Ashkenazic cooks prefer seasonings that emphasize the tastes of foods rather than the use of herbs and spices. Avoided sauces, except for natural cooking juices augmented by water or a simple meat or vegetable stock. Sweet and sour stews of meat and vegetables are authenticity of Ashkenazic cooking.  The food is tasty , not spicy but not bland either.


Sephardic cuisine is healthy and very similar to the Mediterranean diet. Fruits, vegetables, spices and grains were plentiful in the Mediterranean climate, and in this fashion , foods figured heavily into Sephardic cuisine.
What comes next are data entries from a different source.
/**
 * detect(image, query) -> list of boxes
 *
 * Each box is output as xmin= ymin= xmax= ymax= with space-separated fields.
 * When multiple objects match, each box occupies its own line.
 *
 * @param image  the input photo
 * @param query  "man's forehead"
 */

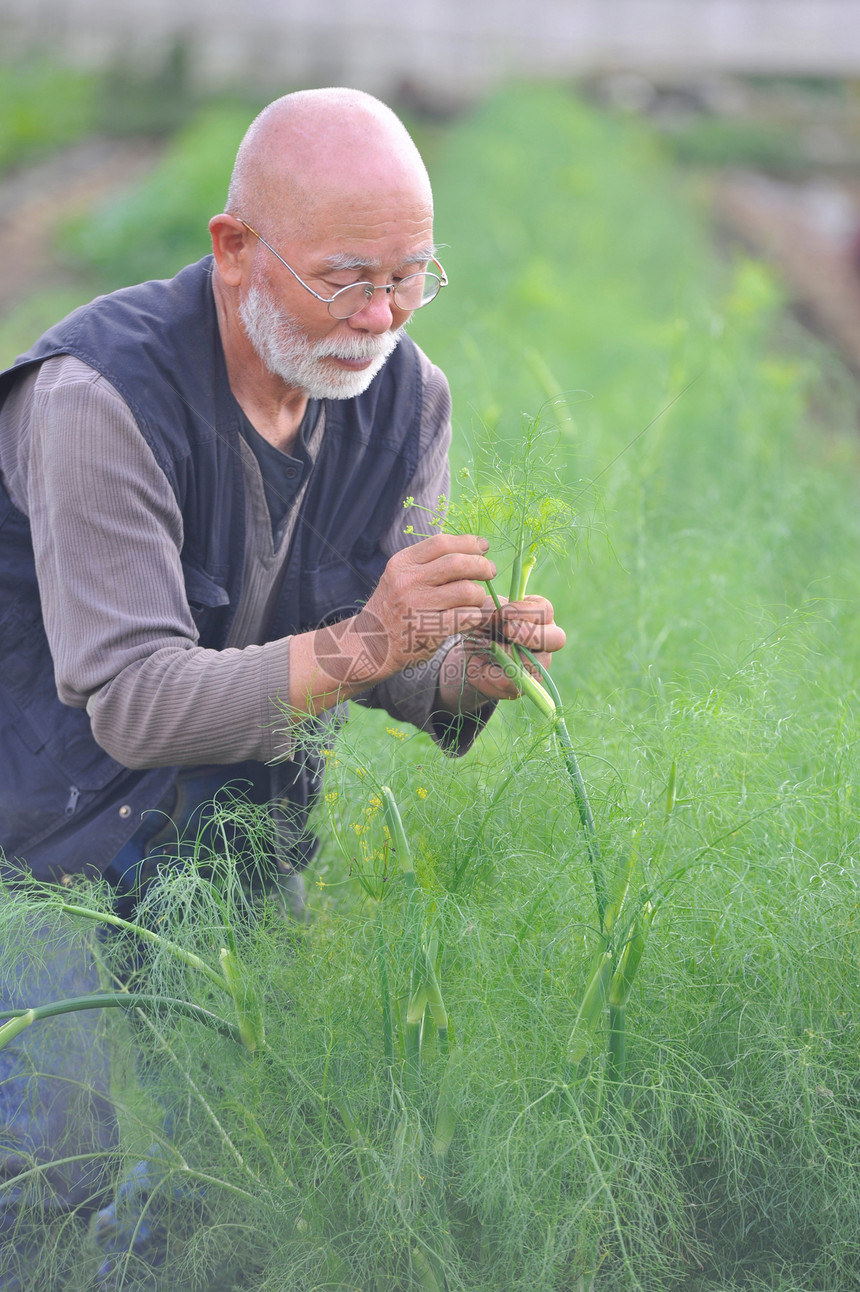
xmin=323 ymin=243 xmax=436 ymax=273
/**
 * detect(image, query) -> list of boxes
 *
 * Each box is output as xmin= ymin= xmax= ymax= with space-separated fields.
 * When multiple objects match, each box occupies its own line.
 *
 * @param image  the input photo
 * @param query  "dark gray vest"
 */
xmin=0 ymin=257 xmax=421 ymax=877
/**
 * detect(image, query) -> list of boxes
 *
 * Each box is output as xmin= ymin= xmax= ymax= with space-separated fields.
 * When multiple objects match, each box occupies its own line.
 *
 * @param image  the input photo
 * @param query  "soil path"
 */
xmin=0 ymin=137 xmax=163 ymax=314
xmin=714 ymin=171 xmax=860 ymax=375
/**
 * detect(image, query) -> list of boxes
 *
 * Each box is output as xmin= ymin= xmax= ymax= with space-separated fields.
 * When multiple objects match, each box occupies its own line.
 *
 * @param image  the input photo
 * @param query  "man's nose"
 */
xmin=347 ymin=291 xmax=400 ymax=335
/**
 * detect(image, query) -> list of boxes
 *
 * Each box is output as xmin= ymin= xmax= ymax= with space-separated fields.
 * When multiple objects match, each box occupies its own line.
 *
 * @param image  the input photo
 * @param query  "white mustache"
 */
xmin=314 ymin=333 xmax=395 ymax=359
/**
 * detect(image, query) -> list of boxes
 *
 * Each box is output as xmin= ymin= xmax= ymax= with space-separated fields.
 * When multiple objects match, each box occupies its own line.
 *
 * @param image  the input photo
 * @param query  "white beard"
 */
xmin=239 ymin=283 xmax=402 ymax=399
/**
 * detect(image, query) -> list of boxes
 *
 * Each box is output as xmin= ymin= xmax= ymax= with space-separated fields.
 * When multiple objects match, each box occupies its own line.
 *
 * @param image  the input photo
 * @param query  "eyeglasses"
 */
xmin=238 ymin=217 xmax=448 ymax=319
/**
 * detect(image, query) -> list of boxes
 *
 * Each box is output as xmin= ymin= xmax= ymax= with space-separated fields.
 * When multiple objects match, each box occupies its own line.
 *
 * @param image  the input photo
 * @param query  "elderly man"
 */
xmin=0 ymin=89 xmax=564 ymax=1281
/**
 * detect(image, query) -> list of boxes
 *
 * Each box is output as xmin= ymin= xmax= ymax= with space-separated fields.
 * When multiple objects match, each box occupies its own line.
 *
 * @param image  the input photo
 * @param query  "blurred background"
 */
xmin=0 ymin=0 xmax=860 ymax=370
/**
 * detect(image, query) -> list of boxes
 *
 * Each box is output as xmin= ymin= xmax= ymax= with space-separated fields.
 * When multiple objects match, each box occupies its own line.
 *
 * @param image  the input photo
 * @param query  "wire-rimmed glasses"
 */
xmin=236 ymin=216 xmax=448 ymax=319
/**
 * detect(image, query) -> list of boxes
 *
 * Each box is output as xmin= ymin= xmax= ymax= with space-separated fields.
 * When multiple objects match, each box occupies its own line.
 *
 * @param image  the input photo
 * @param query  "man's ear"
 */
xmin=209 ymin=214 xmax=252 ymax=287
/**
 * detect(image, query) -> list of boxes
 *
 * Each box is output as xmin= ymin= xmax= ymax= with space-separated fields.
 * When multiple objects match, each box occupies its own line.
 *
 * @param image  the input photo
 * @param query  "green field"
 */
xmin=3 ymin=87 xmax=860 ymax=1292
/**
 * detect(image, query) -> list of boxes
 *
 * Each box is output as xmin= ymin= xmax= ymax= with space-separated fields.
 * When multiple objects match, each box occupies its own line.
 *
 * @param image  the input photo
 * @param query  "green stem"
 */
xmin=489 ymin=642 xmax=557 ymax=720
xmin=380 ymin=786 xmax=416 ymax=888
xmin=59 ymin=902 xmax=232 ymax=995
xmin=507 ymin=548 xmax=523 ymax=601
xmin=486 ymin=579 xmax=501 ymax=610
xmin=517 ymin=646 xmax=607 ymax=928
xmin=514 ymin=553 xmax=537 ymax=601
xmin=606 ymin=1005 xmax=628 ymax=1085
xmin=0 ymin=991 xmax=241 ymax=1049
xmin=376 ymin=907 xmax=394 ymax=1066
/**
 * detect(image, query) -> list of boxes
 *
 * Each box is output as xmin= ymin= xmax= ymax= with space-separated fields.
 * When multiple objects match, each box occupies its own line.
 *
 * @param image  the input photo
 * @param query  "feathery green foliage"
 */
xmin=0 ymin=88 xmax=860 ymax=1292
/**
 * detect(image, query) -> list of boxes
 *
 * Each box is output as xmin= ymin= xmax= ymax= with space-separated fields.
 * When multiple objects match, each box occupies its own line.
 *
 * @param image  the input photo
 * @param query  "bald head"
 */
xmin=227 ymin=89 xmax=433 ymax=244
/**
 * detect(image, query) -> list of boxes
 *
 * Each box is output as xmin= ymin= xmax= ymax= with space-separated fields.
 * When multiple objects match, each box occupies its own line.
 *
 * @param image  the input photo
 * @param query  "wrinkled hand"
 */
xmin=439 ymin=597 xmax=566 ymax=712
xmin=350 ymin=534 xmax=495 ymax=676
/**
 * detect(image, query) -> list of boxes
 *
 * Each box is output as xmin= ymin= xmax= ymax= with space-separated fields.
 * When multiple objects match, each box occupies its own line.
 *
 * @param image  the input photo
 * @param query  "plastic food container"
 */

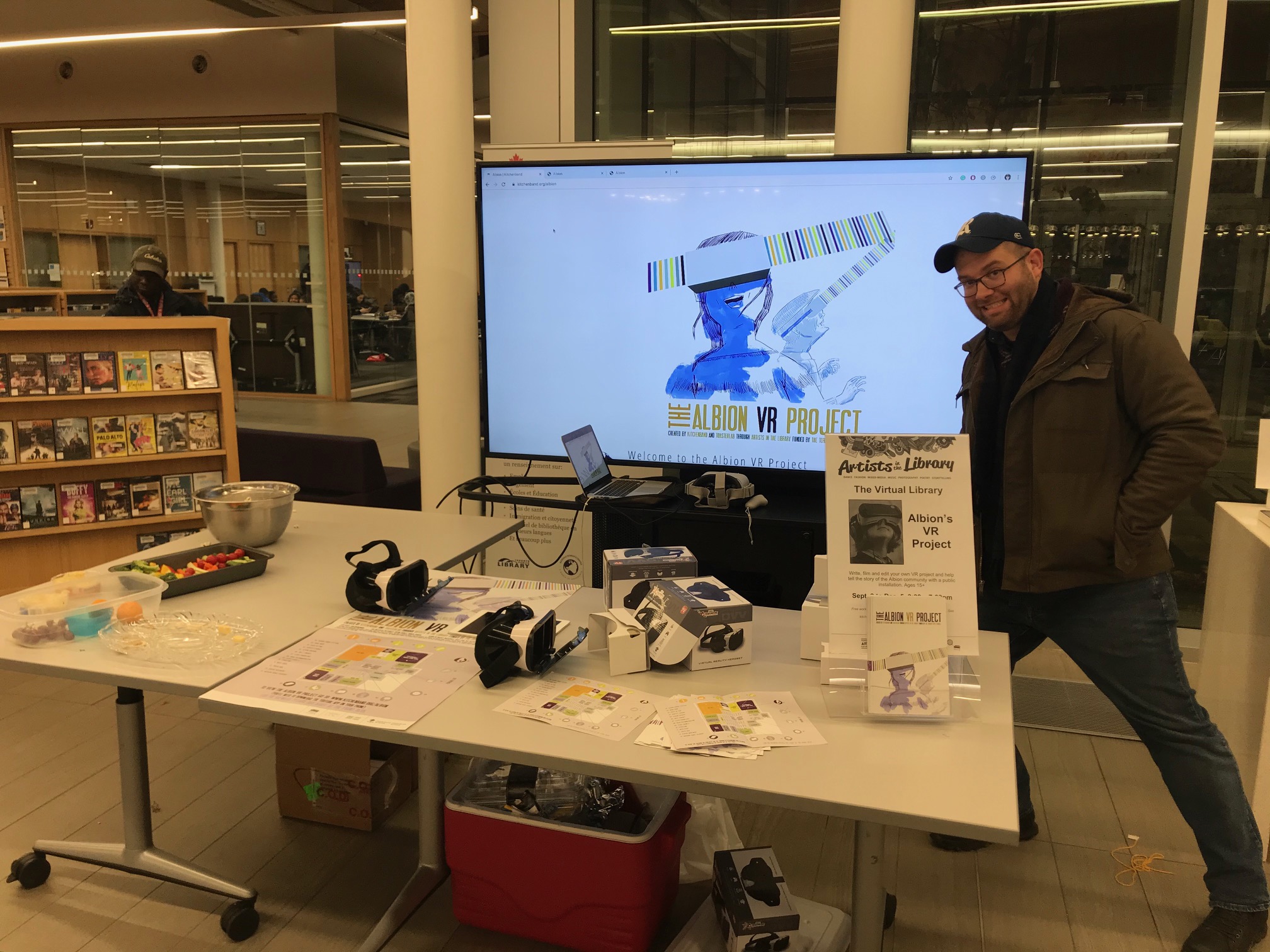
xmin=0 ymin=572 xmax=168 ymax=647
xmin=446 ymin=762 xmax=692 ymax=952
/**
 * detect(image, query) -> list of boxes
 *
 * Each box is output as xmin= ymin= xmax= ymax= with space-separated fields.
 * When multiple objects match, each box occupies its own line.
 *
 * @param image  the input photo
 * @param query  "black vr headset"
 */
xmin=697 ymin=625 xmax=745 ymax=655
xmin=344 ymin=540 xmax=450 ymax=615
xmin=741 ymin=932 xmax=790 ymax=952
xmin=740 ymin=856 xmax=781 ymax=906
xmin=472 ymin=602 xmax=586 ymax=688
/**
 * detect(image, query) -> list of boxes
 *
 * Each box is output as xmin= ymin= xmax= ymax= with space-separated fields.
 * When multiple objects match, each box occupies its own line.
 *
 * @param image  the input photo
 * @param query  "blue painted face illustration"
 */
xmin=700 ymin=278 xmax=770 ymax=348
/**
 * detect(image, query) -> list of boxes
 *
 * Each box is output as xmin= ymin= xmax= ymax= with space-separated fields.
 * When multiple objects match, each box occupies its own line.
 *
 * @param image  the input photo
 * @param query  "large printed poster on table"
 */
xmin=824 ymin=434 xmax=979 ymax=655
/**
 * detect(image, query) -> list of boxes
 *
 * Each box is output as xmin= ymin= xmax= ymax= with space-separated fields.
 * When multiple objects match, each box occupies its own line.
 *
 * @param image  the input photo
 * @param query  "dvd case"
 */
xmin=181 ymin=350 xmax=220 ymax=390
xmin=186 ymin=410 xmax=221 ymax=451
xmin=120 ymin=350 xmax=152 ymax=394
xmin=57 ymin=482 xmax=96 ymax=526
xmin=84 ymin=350 xmax=120 ymax=394
xmin=150 ymin=350 xmax=185 ymax=390
xmin=54 ymin=416 xmax=93 ymax=460
xmin=18 ymin=420 xmax=56 ymax=463
xmin=129 ymin=476 xmax=163 ymax=518
xmin=9 ymin=354 xmax=49 ymax=396
xmin=125 ymin=414 xmax=159 ymax=456
xmin=194 ymin=470 xmax=225 ymax=496
xmin=0 ymin=420 xmax=18 ymax=466
xmin=18 ymin=484 xmax=57 ymax=530
xmin=96 ymin=480 xmax=132 ymax=522
xmin=155 ymin=411 xmax=189 ymax=453
xmin=47 ymin=353 xmax=84 ymax=396
xmin=163 ymin=472 xmax=194 ymax=515
xmin=0 ymin=487 xmax=21 ymax=532
xmin=93 ymin=416 xmax=129 ymax=460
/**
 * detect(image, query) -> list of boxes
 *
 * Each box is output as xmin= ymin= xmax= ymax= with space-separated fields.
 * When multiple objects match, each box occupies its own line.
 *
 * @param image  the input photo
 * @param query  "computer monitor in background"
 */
xmin=478 ymin=155 xmax=1030 ymax=470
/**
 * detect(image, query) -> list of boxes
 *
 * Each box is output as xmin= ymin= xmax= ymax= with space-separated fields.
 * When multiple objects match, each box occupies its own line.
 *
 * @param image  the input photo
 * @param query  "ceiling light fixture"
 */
xmin=609 ymin=16 xmax=838 ymax=37
xmin=917 ymin=0 xmax=1179 ymax=19
xmin=0 ymin=10 xmax=405 ymax=50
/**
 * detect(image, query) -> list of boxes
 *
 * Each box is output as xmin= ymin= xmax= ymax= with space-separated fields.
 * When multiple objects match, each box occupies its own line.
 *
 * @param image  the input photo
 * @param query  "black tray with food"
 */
xmin=110 ymin=542 xmax=273 ymax=598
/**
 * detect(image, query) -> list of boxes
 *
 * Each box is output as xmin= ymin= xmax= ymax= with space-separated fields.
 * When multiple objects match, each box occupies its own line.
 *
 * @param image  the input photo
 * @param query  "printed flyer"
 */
xmin=824 ymin=434 xmax=979 ymax=655
xmin=494 ymin=674 xmax=660 ymax=740
xmin=207 ymin=575 xmax=574 ymax=730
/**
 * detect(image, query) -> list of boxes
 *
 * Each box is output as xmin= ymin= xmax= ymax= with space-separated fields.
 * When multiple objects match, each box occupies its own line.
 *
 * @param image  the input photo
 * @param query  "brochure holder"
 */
xmin=820 ymin=596 xmax=979 ymax=721
xmin=820 ymin=652 xmax=979 ymax=723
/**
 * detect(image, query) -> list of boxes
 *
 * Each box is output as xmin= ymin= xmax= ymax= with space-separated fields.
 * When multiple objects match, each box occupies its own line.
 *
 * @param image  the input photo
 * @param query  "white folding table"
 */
xmin=0 ymin=502 xmax=525 ymax=938
xmin=200 ymin=589 xmax=1019 ymax=952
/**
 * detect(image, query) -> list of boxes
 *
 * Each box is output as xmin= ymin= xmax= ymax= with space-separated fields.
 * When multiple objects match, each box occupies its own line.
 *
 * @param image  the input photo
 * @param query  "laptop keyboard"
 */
xmin=590 ymin=480 xmax=644 ymax=499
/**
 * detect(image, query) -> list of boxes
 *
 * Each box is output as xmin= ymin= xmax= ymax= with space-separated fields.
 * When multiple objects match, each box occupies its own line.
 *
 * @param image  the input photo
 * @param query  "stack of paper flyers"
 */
xmin=494 ymin=676 xmax=661 ymax=740
xmin=635 ymin=716 xmax=770 ymax=761
xmin=209 ymin=612 xmax=479 ymax=730
xmin=869 ymin=596 xmax=951 ymax=717
xmin=656 ymin=691 xmax=827 ymax=750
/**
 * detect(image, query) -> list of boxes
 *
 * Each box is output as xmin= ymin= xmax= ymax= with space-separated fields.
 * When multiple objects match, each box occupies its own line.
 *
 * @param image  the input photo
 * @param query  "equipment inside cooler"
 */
xmin=459 ymin=761 xmax=653 ymax=836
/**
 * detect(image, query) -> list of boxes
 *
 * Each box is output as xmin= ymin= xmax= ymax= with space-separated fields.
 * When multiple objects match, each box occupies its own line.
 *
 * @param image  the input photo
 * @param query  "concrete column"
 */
xmin=303 ymin=132 xmax=333 ymax=396
xmin=833 ymin=0 xmax=917 ymax=155
xmin=1162 ymin=0 xmax=1225 ymax=355
xmin=405 ymin=0 xmax=480 ymax=511
xmin=489 ymin=0 xmax=576 ymax=144
xmin=205 ymin=179 xmax=234 ymax=301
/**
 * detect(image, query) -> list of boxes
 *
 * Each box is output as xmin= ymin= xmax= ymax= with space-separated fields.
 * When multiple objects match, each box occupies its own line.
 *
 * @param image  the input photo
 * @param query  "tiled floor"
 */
xmin=0 ymin=672 xmax=1249 ymax=952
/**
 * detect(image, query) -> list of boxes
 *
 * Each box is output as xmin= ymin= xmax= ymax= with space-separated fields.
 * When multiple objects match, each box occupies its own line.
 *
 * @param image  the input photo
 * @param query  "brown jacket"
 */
xmin=960 ymin=285 xmax=1225 ymax=591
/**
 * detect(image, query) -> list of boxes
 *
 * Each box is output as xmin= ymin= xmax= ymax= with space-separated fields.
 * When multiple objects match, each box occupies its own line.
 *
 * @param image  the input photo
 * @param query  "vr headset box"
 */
xmin=635 ymin=575 xmax=755 ymax=671
xmin=604 ymin=546 xmax=699 ymax=612
xmin=711 ymin=847 xmax=799 ymax=952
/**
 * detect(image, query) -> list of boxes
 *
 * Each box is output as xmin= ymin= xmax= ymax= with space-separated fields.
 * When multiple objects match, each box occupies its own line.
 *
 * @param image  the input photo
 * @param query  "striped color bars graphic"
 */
xmin=764 ymin=212 xmax=895 ymax=265
xmin=820 ymin=241 xmax=895 ymax=302
xmin=648 ymin=255 xmax=687 ymax=291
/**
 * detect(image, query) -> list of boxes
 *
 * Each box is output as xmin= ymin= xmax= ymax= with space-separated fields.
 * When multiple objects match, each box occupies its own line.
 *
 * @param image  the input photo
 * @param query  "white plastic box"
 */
xmin=0 ymin=572 xmax=168 ymax=647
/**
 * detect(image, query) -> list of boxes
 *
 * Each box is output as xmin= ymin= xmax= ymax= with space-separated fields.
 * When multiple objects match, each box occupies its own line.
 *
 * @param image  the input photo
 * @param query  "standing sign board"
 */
xmin=824 ymin=434 xmax=979 ymax=655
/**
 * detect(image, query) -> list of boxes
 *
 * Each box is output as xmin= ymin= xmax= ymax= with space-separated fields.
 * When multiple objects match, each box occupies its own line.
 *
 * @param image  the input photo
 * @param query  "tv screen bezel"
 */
xmin=475 ymin=150 xmax=1036 ymax=475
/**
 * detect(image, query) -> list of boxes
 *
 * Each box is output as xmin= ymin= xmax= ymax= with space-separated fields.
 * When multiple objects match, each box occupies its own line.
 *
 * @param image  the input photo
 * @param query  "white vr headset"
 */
xmin=684 ymin=470 xmax=755 ymax=509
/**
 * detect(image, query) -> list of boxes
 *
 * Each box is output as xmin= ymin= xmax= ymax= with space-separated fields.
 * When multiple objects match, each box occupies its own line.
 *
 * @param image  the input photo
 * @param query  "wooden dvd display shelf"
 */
xmin=0 ymin=316 xmax=239 ymax=594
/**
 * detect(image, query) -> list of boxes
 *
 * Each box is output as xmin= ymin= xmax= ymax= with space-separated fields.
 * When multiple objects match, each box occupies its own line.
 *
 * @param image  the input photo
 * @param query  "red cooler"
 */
xmin=446 ymin=763 xmax=692 ymax=952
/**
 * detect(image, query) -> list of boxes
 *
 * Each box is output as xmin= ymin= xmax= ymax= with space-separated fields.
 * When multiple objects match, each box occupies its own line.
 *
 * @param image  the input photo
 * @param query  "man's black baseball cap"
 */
xmin=935 ymin=212 xmax=1036 ymax=274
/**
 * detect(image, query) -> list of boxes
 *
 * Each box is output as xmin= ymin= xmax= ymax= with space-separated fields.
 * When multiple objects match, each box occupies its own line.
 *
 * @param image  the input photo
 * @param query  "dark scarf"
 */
xmin=971 ymin=274 xmax=1072 ymax=587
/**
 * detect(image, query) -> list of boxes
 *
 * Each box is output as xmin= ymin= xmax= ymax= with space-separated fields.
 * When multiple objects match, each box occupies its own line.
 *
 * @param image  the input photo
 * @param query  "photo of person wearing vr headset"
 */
xmin=849 ymin=499 xmax=904 ymax=565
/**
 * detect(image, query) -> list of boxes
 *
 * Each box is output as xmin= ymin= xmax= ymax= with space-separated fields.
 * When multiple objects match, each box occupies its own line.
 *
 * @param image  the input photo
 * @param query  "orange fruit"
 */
xmin=114 ymin=602 xmax=144 ymax=625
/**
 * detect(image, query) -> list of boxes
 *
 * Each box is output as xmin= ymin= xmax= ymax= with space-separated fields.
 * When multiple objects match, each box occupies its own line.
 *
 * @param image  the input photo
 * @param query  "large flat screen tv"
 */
xmin=478 ymin=156 xmax=1030 ymax=470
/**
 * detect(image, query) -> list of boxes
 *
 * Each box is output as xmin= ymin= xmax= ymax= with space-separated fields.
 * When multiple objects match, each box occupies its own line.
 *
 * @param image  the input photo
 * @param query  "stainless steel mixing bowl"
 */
xmin=194 ymin=482 xmax=300 ymax=546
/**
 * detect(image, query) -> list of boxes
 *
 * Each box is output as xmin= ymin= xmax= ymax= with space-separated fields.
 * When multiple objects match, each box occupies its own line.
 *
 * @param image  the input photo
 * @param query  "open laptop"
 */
xmin=560 ymin=426 xmax=672 ymax=499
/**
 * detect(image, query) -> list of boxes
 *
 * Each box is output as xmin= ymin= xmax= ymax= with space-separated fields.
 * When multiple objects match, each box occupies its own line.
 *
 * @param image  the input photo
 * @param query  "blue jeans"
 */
xmin=979 ymin=574 xmax=1270 ymax=913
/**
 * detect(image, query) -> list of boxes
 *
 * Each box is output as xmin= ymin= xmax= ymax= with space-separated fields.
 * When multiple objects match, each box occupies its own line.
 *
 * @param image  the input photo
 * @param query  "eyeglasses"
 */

Lemon, garlic, tomatoes, and olive oil are its favorite flavors and their dishes are quite hot.


Burekas - Sephardic


1/2 lb. margarine
1 tsp. salt
3 cups self-rising flour
warm water


1/2 cup cheese (feta)
1 cup cooked spinach
3 egg yolks


1 egg yolk
4 cups sesame seeds

Melt the margarine and mix with flour and salt. Add warm water until able to roll dough. Roll it, cut a leaf, and cut circles with a cup. Mix all the ingredients. Put one teaspoon of stuffing on each dough circle. Fold in half. On top, spread yolk and sprinkle sesame seeds. Place on a well-greased cookie tray and bake at 3500 until golden (approx. 15-20 min.). Serve hot.


Malawach  ("ch" as in Scottish "loch") - Yemen

4 cups flour 1-1/4 cups water
1/2 tsp. salt
1 stick margarine
tomato sauce 

Mix flour, water, and salt until dough becomes soft. Add more flour if dough is sticky. Cut dough into two sections. Knead and roll each section into a 20x20 inch sheet. Spread margarine on the sheets. Fold each sheet like an envelope with ends meeting at center. Repeat folding process to get two layers of folds. Cover with a paper towel, let sit for 1/2 hour. Cut each sheet into 10 parts. Form each piece of dough to the shape of your frying pan and fry until golden brown on both sides. Serve with tomato sauce


Meat borscht - Russia

3 quarts water
2 lbs. brisket
beef bones
8 beets, grated
2 onions, diced
2 garlic cloves, minced
1 tbs. salt
3 tbs. brown sugar
1/3 cup lemon juice
1/2-15oz. can tomato puree
2 eggs
1/2 cabbage, shredded

Combine water, meat and bones in a deep saucepan. Bring to a boil and skim. Add beets, cabbage, tomato puree, onions, garlic and salt. Cover and cook over medium heat for 2 hours. Add brown sugar and lemon juice. Cook for an additional 30 minutes.